The Red Sox were coming off a last-place finish, had traded off their stars (Adrian Gonzalez and Carl Crawford) and silly me thought Hamilton, the best five-tool player in the game at the time, would have been a good fit. The Red Sox were right; they went with Shane Victorino.

I will say this: If the Red Sox had signed Hamilton, they would have provided him with the proper support system to deal with his everyday existence. I don’t believe the Angels did a good job with that.

Is Larry Lucchino out with the Red Sox if he takes on Olympic assignment? If he is, who do you think would be a good replacement?

Bill, San Diego

Don’t really know the answer to that, but the presumption has been yes, that it would be a full-time endeavor. Lucchino has already bought into the Pawtucket Red Sox, so it appears that, despite the comments that nothing has changed with him and the Red Sox, a lot has changed.

A good replacement? How about Dan Duquette? The current Sox ownership fired him, but Duquette knows the Red Sox, and it would keep him away from Toronto, which will likely go after him next offseason. There’s always the compensation issue, of course.

Can this lineup score enough runs to bail out the pitching staff?

Sam, Los Angeles

That’s what they’re banking on. I think they can, for the most part. I’m going to assume the Sox staff gets better and the hitting improves as the weather improves. The Sox also have a lot of options in Pawtucket. They will need a little upgrade (an ace) to their staff.

Would the Red Sox ever consider making the 6:10 starts permanent?

Dan, Boston

I think everyone would love that.
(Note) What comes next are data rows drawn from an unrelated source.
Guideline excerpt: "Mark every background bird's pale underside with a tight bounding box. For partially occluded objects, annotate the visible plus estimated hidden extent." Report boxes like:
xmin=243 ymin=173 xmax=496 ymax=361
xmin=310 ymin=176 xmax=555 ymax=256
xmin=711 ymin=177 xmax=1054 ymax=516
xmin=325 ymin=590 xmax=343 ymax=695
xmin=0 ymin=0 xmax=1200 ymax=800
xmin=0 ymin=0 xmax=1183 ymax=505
The only thing I’ve noticed is the ballpark is half-empty at the start of the game. Then again, the ballpark is half-empty at the end of games. Not sure how this affects NESN ratings, either. That would have to be taken into consideration.
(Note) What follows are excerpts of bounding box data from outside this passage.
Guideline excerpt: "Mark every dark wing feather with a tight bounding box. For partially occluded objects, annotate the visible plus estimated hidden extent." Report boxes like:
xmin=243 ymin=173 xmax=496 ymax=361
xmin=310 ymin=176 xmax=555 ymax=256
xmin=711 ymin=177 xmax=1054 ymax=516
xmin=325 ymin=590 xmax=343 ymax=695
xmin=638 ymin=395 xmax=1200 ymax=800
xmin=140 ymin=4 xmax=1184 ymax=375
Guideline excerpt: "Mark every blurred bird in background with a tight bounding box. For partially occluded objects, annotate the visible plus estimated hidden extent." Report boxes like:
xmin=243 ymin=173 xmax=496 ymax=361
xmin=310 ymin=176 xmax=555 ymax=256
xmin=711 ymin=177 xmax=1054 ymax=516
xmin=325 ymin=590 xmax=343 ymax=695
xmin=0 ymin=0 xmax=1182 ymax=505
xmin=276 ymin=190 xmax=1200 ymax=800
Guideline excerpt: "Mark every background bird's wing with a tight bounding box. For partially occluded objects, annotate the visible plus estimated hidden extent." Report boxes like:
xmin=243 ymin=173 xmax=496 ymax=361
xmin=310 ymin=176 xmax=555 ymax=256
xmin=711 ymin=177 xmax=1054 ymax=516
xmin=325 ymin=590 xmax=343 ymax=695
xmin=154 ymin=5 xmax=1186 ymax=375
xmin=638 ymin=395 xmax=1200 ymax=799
With Ryan Hanigan really a backup and Sandy Leon really a No. 3, will it be long before Blake Swihart sees Boston?

Jim, Revere

I can see Swihart coming up in June/July after he’s had a few games under his belt. Most scouts who watch Swihart point to the fact that his defense is just fine and ready for MLB action. He’s have the usual getting-to-know-you/game-calling issues, but he’s ready. They’ll keep him down as long as possible. The more games down there, the better, is the way the Sox brass is feeling right now.